University of Munich, University Hospital of Grosshadern, D-81377 Munich, Germany.
Lung Cancer. 2010 Mar;67(3):257-74. doi: 10.1016/j.lungcan.2009.10.012. Epub 2009 Nov 14.
Non-small cell lung cancer (NSCLC) accounts for approximately 80-85% of all cases of lung cancer, and it is the most common cause of death in men and second only to breast cancer in women. Combination chemotherapy, usually platinum-based, is currently the first-line therapy of choice, however, the prognosis for patients with advanced NSCLC remains poor with a median survival time of 8-11 months and a 1-year survival rate of 30%. The treatment of NSCLC is therefore a major unmet need and new therapies focusing on the molecular mechanisms that mediate growth of NSCLC cells are urgently needed. The availability of agents targeted against the EGF-R, as well as the anti-VEGF agent bevacizumab, have provided some clinical benefit. Numerous other novel targeted therapies are now in clinical development and may have potential for overcoming the limitations associated with currently available drugs. In addition, a few new agents targeting novel pathways are also under clinical evaluation. The search for innovative therapeutic agents in NSCLC that are more effective and have fewer side effects than older chemotherapeutic drugs has spurred the development of more than 500 molecularly targeted agents and thereby has introduced the concept of individualized therapy. In this article we review clinical data for molecular-targeted therapies in NSCLC, with emphasis on EGF-R, VEGF-R and other novel targets. Nonetheless, for most patients with NSCLC targeted therapies have not dramatically changed clinical outcome, and resistance has emerged as a clinical problem. The molecular complexity of lung cancer underlies these disappointments and stresses the need for optimizing treatment by seeking a more personalized approach to care. Therefore, clinical trials that investigate the activity of novel agents, and incorporate patient selection based on clinical and molecular factors, are required. The increased sophistication of preclinical models and the enrollment of patients in clinical trials that include measurements of biomarkers will clearly help to identify patients who are likely to benefit from therapy, as well as further define mechanisms of resistance to therapy.

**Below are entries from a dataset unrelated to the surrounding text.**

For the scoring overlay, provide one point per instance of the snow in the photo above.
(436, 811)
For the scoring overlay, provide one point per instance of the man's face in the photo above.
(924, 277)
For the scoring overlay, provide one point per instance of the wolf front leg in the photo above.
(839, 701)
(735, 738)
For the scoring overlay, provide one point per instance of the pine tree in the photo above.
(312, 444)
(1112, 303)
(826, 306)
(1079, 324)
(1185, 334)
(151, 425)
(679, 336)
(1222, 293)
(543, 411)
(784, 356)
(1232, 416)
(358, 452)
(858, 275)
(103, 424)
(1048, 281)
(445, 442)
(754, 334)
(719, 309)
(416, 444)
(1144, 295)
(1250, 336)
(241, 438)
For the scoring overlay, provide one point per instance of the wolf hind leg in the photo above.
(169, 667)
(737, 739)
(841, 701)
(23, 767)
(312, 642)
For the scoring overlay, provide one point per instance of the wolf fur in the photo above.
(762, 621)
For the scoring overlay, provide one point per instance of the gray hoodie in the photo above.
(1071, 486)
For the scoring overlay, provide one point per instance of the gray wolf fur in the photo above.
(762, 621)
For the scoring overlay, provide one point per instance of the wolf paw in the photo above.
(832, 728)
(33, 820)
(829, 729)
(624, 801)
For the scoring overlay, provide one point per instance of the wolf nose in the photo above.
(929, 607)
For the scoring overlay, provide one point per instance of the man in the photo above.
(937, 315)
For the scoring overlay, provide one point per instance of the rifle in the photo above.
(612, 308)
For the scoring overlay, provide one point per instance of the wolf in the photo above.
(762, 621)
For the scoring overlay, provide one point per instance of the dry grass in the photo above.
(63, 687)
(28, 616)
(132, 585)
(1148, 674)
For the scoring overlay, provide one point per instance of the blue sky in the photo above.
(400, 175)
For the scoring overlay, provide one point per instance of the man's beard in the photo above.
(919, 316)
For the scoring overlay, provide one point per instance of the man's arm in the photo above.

非小细胞肺癌(NSCLC)约占所有肺癌病例的 80-85%,是男性最常见的死亡原因,仅次于女性乳腺癌。联合化疗,通常基于铂类,是目前的首选一线治疗方法,然而,晚期 NSCLC 患者的预后仍然很差,中位生存时间为 8-11 个月,1 年生存率为 30%。因此,治疗 NSCLC 是一个重大的未满足需求,急需针对介导 NSCLC 细胞生长的分子机制的新疗法。针对 EGFR 的药物以及抗 VEGF 药物贝伐单抗的出现为临床提供了一些获益。目前有许多其他新型靶向疗法正在临床开发中,可能有潜力克服现有药物的局限性。此外,一些针对新途径的新型靶向药物也正在进行临床评估。为了寻找比传统化疗药物更有效、副作用更少的 NSCLC 创新治疗药物,已经开发了 500 多种针对分子靶点的药物,从而引入了个体化治疗的概念。本文综述了 NSCLC 分子靶向治疗的临床数据,重点介绍了 EGFR、VEGF-R 及其他新靶点。尽管如此,对于大多数 NSCLC 患者,靶向治疗并没有显著改变临床结局,并且已经出现了耐药性这一临床问题。肺癌的分子复杂性是导致这些失望的原因之一,强调了通过寻求更个性化的治疗方法来优化治疗的必要性。因此,需要进行临床试验以研究新型药物的活性,并根据临床和分子因素选择患者。临床前模型的日益复杂化以及包括生物标志物测量的临床试验中患者的纳入,将有助于确定可能从治疗中获益的患者,并进一步确定治疗耐药的机制。